François Truffaut (1932-1984) a fait du cinéma, lu des livres et écrit des lettres. Mort beaucoup trop tôt, il est peut-être l’un des derniers grands artistes épistoliers, car on se demande qui cultive encore aujourd’hui l’art d’une correspondance „durable“ et accessible aux générations futures … En tout cas, à la lecture de cette magnifique sélection de lettres adressées à/reçus par des écrivains, le talent d’écriture du cinéaste apparaît simplement époustouflant.
Dès les premières missives, nous sommes entre 1948 et 1951, le jeune homme pressé s’adresse à Jean Cocteau comme à Jean Genet avec la plus vive sincérité.

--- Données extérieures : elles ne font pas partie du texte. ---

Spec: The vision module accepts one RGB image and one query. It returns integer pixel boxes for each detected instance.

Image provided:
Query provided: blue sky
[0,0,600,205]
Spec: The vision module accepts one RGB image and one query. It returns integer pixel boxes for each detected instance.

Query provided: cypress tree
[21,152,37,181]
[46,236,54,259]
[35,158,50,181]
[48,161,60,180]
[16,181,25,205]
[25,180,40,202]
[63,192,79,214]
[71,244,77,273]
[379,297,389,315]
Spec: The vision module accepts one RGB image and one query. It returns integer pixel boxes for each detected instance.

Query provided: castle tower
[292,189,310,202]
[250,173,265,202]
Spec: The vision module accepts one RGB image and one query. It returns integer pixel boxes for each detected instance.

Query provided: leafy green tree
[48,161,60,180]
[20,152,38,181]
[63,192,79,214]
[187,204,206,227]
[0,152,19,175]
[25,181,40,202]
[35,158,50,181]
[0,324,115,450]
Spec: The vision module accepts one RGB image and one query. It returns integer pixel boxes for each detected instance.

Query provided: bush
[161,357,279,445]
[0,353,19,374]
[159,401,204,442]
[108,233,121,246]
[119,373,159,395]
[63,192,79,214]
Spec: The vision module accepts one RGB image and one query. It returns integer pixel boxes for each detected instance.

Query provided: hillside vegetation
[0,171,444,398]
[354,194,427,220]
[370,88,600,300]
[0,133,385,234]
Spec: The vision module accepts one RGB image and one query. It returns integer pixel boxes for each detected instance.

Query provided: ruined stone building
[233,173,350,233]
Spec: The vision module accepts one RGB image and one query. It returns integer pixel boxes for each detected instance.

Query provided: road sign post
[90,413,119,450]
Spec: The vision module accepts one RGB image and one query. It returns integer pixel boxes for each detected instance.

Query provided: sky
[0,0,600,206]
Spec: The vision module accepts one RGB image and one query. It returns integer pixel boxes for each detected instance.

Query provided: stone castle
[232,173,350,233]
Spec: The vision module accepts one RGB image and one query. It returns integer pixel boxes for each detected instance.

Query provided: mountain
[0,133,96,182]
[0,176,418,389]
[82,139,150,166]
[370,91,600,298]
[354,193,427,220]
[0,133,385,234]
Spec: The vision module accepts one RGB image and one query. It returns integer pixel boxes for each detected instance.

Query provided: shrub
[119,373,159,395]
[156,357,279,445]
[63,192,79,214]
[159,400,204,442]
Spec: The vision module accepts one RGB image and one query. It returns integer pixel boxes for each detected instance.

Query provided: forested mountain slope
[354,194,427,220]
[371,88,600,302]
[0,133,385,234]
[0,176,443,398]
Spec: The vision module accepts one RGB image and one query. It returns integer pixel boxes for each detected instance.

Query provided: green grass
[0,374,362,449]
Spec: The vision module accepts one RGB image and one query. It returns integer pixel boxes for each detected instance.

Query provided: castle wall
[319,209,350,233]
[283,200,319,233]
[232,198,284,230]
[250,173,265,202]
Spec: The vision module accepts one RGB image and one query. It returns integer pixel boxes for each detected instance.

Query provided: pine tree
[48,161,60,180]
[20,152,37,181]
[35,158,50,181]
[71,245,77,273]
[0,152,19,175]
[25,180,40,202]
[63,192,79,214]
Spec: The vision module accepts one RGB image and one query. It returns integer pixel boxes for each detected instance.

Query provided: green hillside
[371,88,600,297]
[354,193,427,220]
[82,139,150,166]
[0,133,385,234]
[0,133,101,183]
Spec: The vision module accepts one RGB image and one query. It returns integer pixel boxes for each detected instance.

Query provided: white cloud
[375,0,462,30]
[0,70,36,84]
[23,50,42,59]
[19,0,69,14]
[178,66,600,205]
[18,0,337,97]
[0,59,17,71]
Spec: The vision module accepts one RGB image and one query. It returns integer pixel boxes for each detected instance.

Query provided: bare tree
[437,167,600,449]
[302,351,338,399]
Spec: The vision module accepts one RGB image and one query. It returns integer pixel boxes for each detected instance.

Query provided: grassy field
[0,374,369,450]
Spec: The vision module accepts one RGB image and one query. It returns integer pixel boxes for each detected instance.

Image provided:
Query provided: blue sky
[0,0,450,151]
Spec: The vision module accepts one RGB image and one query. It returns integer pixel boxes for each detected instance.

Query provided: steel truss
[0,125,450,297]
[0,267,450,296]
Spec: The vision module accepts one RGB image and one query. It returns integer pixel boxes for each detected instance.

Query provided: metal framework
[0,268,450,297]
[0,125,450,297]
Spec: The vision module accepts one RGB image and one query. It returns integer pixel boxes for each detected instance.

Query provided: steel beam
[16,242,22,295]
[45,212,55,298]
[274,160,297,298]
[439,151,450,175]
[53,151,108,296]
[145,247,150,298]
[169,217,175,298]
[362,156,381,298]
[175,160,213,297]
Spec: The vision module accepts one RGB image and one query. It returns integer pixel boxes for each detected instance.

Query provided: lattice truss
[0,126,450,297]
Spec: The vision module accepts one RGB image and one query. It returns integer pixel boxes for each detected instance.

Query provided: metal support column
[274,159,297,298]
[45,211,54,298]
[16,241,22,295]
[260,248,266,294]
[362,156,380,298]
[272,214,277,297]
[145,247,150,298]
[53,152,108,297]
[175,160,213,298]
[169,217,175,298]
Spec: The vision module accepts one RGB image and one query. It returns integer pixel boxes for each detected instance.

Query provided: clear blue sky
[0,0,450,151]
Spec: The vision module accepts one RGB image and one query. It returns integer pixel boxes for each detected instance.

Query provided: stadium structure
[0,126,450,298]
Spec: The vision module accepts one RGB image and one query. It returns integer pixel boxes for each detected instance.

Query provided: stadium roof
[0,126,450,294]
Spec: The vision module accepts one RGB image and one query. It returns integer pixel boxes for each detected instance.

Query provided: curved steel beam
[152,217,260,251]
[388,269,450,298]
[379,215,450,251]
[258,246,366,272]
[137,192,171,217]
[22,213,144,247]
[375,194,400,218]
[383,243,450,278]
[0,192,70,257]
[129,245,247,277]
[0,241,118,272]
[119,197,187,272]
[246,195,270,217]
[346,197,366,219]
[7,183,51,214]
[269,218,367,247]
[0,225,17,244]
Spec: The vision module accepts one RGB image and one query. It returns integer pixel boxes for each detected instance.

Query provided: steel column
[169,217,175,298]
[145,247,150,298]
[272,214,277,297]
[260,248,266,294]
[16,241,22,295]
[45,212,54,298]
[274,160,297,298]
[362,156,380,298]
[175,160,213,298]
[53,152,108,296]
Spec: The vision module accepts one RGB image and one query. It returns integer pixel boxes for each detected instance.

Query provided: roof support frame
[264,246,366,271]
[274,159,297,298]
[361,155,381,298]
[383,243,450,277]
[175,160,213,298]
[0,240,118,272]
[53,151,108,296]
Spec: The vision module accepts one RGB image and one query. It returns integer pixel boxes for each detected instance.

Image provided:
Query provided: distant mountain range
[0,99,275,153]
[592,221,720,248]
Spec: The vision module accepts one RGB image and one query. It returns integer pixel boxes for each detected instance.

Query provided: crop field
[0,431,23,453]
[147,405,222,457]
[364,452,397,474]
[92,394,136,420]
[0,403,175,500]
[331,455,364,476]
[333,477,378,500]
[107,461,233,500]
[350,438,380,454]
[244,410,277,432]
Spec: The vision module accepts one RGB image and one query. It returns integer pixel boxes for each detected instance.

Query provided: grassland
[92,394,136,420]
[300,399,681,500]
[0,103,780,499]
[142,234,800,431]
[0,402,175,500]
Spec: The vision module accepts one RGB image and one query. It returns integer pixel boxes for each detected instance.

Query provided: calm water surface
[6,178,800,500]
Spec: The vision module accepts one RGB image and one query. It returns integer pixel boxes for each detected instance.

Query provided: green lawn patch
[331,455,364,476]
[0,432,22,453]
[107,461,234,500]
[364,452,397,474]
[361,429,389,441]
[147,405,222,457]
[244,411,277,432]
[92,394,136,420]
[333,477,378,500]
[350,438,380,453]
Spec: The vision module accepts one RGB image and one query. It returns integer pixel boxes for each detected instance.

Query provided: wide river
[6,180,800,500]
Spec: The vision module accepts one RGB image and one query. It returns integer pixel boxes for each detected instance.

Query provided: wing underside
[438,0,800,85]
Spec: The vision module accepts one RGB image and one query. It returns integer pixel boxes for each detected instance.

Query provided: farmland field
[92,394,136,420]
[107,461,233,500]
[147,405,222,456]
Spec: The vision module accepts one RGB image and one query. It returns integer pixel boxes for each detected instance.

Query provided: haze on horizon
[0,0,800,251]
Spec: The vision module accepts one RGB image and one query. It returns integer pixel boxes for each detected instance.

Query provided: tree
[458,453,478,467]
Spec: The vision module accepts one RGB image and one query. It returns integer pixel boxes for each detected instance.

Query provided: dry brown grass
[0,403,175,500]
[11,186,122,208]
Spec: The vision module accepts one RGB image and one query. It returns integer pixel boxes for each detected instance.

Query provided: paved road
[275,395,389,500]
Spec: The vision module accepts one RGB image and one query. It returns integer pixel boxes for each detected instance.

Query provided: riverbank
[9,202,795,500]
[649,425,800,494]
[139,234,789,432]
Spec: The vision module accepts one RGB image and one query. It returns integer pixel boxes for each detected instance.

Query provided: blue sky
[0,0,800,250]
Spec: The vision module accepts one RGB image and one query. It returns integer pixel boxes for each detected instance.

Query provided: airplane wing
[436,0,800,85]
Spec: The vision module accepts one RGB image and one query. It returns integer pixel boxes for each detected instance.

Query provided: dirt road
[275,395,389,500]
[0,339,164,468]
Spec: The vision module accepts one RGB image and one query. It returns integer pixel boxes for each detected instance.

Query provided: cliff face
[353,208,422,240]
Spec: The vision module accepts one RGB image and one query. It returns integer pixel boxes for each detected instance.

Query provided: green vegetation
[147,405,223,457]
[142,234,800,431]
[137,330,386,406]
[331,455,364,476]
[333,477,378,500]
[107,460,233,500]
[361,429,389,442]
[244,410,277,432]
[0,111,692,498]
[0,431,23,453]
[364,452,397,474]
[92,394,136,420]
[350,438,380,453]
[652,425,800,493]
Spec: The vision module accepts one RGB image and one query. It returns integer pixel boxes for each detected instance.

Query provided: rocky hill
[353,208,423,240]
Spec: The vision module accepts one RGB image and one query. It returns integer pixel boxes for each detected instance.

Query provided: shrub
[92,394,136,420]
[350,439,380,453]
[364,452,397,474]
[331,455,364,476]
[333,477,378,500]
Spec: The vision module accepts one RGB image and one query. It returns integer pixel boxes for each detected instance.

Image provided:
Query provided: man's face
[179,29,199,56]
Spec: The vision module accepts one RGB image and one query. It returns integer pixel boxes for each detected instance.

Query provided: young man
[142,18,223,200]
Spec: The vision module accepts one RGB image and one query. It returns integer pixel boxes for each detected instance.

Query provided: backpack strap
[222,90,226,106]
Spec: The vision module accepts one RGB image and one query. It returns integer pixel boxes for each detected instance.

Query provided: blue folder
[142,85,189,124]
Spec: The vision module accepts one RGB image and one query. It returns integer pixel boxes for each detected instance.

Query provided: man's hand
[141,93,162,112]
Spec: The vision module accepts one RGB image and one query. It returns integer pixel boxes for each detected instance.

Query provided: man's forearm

L’un et l’autre devinent la puissance de l’urgence qui habite ce garçon d’à peine vingt ans, sa personnalité hors du commun, les rêves qui l’habitent. Leurs mots sont à la hauteur de cette rencontre inattendue: „Ne soyez pas blessé mais quand je vous ai vu entrer dans ma chambre, j’ai cru me voir – presque d’une façon hallucinante – quand j’avais 19 ans. J’espère que vous garderez longtemps cette gravité du regard et cette façon simple et un peu malheureuse de vous exprimer“, écrit Genet à celui qui a pris la plume pour lui parler de la lecture bouleversante qu’il vient de faire du „Journal du voleur“.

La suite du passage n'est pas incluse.